Hulton Archive/Getty ImagesJohn Updike, the Pulitzer Prize-winning novelist, prolific man of letters and erudite chronicler of sex, divorce and other adventures in the postwar prime of the American empire, died Tuesday of lung cancer. He was 76.
Updike once claimed that he was 15 before he read his first novel, but thereafter, the author wasted little time in mastering the art of fiction. He published his first short story, "Friends from Philadelphia," in The New Yorker when he was 22, and his first novel, The Poorhouse Fair, five years later.
A literary writer who frequently appeared on best-seller lists, the tall, hawk-nosed Updike vowed early in his career to write a book each year. Working at this clip, he published more than than 25 novels and more than a dozen short story collections, as well as poems, criticism, a memoir and even a famous essay about baseball great Ted Williams.
Updike created his best-known character, a former high school basketball star named Harry "Rabbit" Angstrom, in the 1960 novel Rabbit, Run and later returned to the character in three more novels and a novella.
The "Rabbit" books deal with the character's struggles with growing up, losing his star status, a troubled marriage, adultery and children. Updike won the Pulitzer Prize and the National Book Award in 1982 for Rabbit is Rich and another Pulitzer in 1991 for Rabbit at Rest. He also received the National Book Award in 1964 for his novel The Centaur, which follows a depressed school teacher and his anxious son in rural Pennsylvania.
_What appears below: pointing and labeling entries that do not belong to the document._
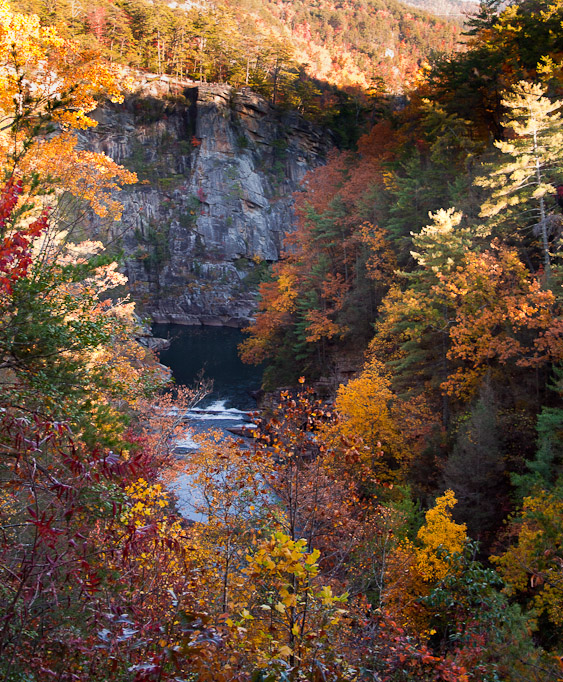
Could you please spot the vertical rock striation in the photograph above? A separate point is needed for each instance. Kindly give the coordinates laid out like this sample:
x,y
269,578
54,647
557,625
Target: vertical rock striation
x,y
217,170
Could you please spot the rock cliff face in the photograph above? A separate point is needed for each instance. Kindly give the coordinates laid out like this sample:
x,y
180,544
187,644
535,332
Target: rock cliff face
x,y
217,169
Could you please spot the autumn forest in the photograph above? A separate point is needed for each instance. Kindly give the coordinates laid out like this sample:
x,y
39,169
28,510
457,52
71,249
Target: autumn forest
x,y
397,513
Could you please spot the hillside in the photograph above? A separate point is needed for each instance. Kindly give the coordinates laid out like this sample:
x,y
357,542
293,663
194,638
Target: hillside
x,y
396,512
288,51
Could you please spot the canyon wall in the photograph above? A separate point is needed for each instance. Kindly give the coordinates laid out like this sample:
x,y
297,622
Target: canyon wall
x,y
217,169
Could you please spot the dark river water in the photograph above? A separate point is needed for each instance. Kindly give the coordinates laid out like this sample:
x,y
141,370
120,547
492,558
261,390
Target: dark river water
x,y
213,350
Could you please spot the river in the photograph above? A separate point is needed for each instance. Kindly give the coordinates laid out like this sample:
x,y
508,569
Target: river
x,y
213,350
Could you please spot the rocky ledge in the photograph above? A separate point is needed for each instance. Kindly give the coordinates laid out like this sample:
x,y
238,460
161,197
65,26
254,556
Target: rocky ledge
x,y
217,169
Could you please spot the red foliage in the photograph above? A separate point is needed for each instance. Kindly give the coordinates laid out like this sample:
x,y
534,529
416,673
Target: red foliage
x,y
15,252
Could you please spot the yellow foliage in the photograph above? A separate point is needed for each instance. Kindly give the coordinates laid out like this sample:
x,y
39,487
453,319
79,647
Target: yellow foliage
x,y
45,79
439,532
364,405
532,566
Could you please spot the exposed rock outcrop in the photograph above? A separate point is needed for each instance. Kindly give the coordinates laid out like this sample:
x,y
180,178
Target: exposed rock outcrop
x,y
217,169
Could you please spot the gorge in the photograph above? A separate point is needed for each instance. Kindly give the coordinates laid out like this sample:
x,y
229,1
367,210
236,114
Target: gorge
x,y
217,168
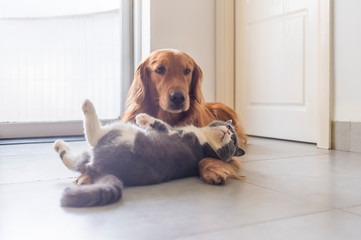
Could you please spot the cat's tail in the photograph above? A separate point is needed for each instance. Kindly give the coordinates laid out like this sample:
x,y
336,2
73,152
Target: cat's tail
x,y
105,190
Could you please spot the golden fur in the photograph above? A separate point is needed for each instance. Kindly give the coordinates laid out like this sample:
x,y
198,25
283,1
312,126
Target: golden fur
x,y
167,71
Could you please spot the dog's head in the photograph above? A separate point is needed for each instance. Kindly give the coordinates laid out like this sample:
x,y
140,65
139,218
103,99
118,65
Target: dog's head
x,y
168,78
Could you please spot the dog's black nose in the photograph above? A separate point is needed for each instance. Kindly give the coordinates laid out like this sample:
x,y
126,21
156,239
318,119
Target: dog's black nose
x,y
177,98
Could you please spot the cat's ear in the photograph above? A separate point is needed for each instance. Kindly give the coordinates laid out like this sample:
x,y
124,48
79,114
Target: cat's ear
x,y
239,152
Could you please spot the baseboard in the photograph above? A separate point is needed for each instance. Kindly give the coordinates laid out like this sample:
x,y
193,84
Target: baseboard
x,y
346,136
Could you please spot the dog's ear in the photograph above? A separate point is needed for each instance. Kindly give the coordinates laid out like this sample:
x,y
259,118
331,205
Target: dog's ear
x,y
196,85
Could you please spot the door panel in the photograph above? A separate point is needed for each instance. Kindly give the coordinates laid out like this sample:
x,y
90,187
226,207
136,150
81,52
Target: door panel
x,y
276,68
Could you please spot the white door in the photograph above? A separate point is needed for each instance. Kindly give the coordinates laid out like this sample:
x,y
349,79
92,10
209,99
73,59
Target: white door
x,y
277,68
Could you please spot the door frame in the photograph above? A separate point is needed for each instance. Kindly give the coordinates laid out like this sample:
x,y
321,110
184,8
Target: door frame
x,y
226,59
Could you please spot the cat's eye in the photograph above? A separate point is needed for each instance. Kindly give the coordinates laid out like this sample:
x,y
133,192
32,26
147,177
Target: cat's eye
x,y
186,71
160,70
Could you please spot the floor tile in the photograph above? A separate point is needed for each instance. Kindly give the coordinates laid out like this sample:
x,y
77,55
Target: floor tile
x,y
163,211
33,162
332,179
265,149
333,225
354,210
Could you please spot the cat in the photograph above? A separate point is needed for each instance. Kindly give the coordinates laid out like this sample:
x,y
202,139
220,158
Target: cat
x,y
148,152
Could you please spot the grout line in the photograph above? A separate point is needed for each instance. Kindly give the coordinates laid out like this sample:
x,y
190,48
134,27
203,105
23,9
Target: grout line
x,y
36,181
281,158
290,195
253,224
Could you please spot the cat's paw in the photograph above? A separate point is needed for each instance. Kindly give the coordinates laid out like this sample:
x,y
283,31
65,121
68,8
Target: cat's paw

In 1998 Updike received the Medal of Distinguished Contribution to American Letters, a lifetime achievement award issued by the National Book Awards.
Throughout his career, the author never seemed to lose sight of the power of words. In a 2005 "This I Believe" essay he wrote: "I seem most instinctively to believe in the human value of creative writing, whether in the form of verse or fiction, as a mode of truth-telling, self-expression and homage to the twin miracles of creation and consciousness."